Tuesday, July 8, 2014

I don't care if you don't like soccer. My take on The World Cup.

In the spirit of the beautiful game and the upcoming semi-finals and championship game of the World Cup this weekend, I am posting my newest column (which hasn't been posted online yet). I'm also posting this with the original title. Haha. What can I say?

I don’t care if you don’t like soccer. The World Cup has taken over my household and everyone in it and around it. Daily televised games are turned on whether I have housework or writing to do – it must be playing in the background. It has taken hostage of my Twitter account and as well my Facebook. It holds me in its thrall as I watch nation after nation stride proudly out onto the pitch and sing their national anthems with a fervor I’ve little seen anywhere else. I wait impatiently to see the fans in the stands wear their colors and crazy uniforms signifying love for their team. I hang on every world those lovely Euro announcers say. The world, at least from what I see on social media and on TV, comes together for one month in June. Every four years. They come together for love of a game that holds not enough love in the country I call my own.

I’ve written before on soccer and how my love for it didn’t come until I met my husband. Of course, we all know that Hiland was the only area team to have soccer because we didn’t have football. I can’t count how many jokes have been leveled at Hiland players because of our “lack” of American football. Lack? Sad day indeed for those, I think, to not have been introduced to soccer. Without the beautiful game there would never be words and phrases like the pitch, set pieces, velvet touch, or “This could be a clever ball!”

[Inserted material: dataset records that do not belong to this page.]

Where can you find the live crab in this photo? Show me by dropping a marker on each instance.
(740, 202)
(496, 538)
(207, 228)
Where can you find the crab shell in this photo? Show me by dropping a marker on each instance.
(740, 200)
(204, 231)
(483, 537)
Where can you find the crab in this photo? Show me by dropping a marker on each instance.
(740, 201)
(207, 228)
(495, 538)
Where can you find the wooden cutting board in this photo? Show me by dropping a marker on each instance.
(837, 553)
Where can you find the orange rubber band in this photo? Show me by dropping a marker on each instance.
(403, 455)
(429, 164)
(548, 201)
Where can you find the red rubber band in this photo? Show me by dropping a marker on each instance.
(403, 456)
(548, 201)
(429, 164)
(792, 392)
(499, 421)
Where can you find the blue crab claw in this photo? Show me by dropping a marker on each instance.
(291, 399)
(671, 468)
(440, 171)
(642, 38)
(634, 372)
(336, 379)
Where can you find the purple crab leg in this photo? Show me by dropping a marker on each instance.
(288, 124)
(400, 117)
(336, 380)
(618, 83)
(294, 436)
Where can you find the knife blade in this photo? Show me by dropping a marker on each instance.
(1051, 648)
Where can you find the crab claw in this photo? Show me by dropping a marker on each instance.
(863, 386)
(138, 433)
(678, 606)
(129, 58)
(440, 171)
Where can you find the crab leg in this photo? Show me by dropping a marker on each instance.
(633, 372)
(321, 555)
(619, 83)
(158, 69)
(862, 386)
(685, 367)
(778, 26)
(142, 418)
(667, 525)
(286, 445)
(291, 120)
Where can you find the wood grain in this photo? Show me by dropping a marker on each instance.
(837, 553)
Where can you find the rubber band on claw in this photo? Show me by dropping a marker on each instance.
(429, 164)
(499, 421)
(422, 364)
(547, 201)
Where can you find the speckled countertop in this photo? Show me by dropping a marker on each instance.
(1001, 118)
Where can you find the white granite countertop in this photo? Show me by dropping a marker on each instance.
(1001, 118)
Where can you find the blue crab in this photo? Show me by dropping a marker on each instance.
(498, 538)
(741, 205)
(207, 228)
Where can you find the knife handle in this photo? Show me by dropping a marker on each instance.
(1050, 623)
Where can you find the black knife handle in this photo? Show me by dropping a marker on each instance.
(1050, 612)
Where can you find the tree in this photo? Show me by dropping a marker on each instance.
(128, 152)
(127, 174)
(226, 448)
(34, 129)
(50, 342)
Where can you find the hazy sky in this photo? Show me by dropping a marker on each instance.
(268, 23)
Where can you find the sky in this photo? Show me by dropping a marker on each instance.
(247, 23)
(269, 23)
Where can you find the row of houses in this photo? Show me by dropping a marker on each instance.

 My husband was an amazing soccer player. He gave up a tryout in the Mexican leagues to come to the USA permanently and get married. To me. For that, I owe him a love for soccer like no other. I believe I yell louder than him during games. I get more angry than him when we lose. I pout in a corner and tweet the night away when I can’t accept a loss. He knows me and lets me have my time. Then I move on. He told me that when fall comes, and I have no children in high school soccer, that he would play on a team so I could watch again. He said, “Don’t worry, babe, I’ll join a team just so you can cheer again!” All kidding aside, he knows how much soccer means to our family. It’s a bond that brings us together, made us fight and have heated conversations, brought tears, and also brought the greatest joy. We weren’t the family that made our kids play year-round soccer and do everything imaginable. We felt that would take the joy out of it. The love would disappear if it was mandatory. These were the right choices as our kids now move on to bigger and better things, yet retaining that love for soccer they felt so deeply. All we have to say is, “The game is on!” and everyone comes running.

The World Cup, as you read this, will enter its final week. The championship will be held on July 13th and an entire globe will hold its collective breath as they crown a world champion - not a national champion. The beautiful game brings people together. It makes fans out of people that swore a dislike for soccer their whole lives. I believe it’s the camaraderie that is shown in the fan base, the oneness and singular passion that bursts through the TV screen. It is also felt on the local pitches, those patches of green and dust where little feet scrabble and kick. Those feet who grow up to learn how to bend and weave the ball like magic as it slices through the air. The net that kicks back with a whoosh to receive the ball and the scream, as one, of the fans who breathlessly await that long worked for goal. Those goals that come in very small numbers, because you must work tirelessly to achieve one. Like life.